<- All roles

North America / Full-time / Systems

Member of Technical Staff, Distributed Training Systems

Full-timeSystems

Bagel Labs is an AI research lab and infrastructure company building distributed training systems for diffusion-heavy physical AI. Our work started with the Paris family of image and video models and now extends toward physical-AI workloads where world models, action representations, simulation, and heterogeneous compute become first-order bottlenecks.

We ignore years of experience and pedigree. If you have high agency, strong systems taste, and can make research infrastructure reliable under ambiguity, we want to hear from you. Every requirement below is flexible for a candidate with enough engineering judgment.

Role Overview

You will build the systems layer that lets Bagel turn research into credible proof. This role spans distributed training, GPU orchestration, observability, benchmark infrastructure, experiment tracking, data/model pipelines, and the engineering glue needed to run serious physical-AI experiments.

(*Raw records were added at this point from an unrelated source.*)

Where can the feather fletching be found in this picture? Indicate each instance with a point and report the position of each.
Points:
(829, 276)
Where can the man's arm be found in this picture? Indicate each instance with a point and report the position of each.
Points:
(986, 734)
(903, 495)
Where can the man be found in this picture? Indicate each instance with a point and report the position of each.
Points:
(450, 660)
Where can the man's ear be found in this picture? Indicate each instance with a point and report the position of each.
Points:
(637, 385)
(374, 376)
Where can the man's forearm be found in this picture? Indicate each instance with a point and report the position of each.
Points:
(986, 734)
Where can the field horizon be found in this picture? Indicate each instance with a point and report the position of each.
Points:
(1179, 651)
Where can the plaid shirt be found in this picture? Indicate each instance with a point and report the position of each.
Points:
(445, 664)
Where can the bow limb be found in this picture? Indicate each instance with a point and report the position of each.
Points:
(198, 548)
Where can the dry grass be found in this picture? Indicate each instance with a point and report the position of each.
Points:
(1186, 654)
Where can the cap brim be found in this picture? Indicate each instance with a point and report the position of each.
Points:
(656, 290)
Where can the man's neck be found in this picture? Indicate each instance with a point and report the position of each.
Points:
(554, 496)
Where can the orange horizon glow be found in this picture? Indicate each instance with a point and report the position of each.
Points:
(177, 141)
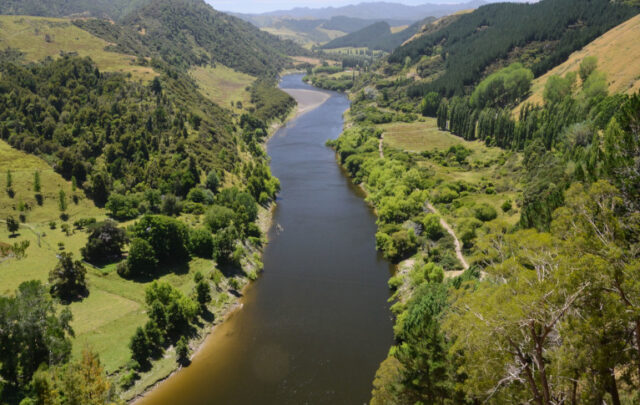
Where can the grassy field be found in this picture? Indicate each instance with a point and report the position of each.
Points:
(41, 37)
(395, 30)
(490, 168)
(108, 317)
(352, 51)
(618, 52)
(425, 136)
(223, 85)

The role is broader than data-pipeline work and broader than benchmark maintenance. Physical-AI workloads are the wedge, but the core skill is building high-leverage ML systems.

Key Responsibilities

  • Build and operate distributed training infrastructure for diffusion-heavy workloads across heterogeneous compute.
  • Improve experiment infrastructure: launchers, configs, checkpointing, logging, metrics, run comparison, and reproducibility.
  • Build benchmark and evaluation harnesses for physical-AI research, including robotics/world-model-style experiments where relevant.
  • Own data and model pipelines that keep large experiments traceable from dataset/version/config to result.
  • Add observability for GPU utilization, failure modes, data quality, routing behavior, model quality, and training stability.
  • Work with researchers to turn fragile prototypes into repeatable runs and credible artifacts.

First 90 Days

  • Map the current Paris 3 / physical-AI experiment stack and identify the highest-friction bottlenecks.
  • Ship one infrastructure improvement that makes experiments more reproducible, observable, or cheaper to run.
  • Stand up or harden a benchmark/evaluation path for a physical-AI workload.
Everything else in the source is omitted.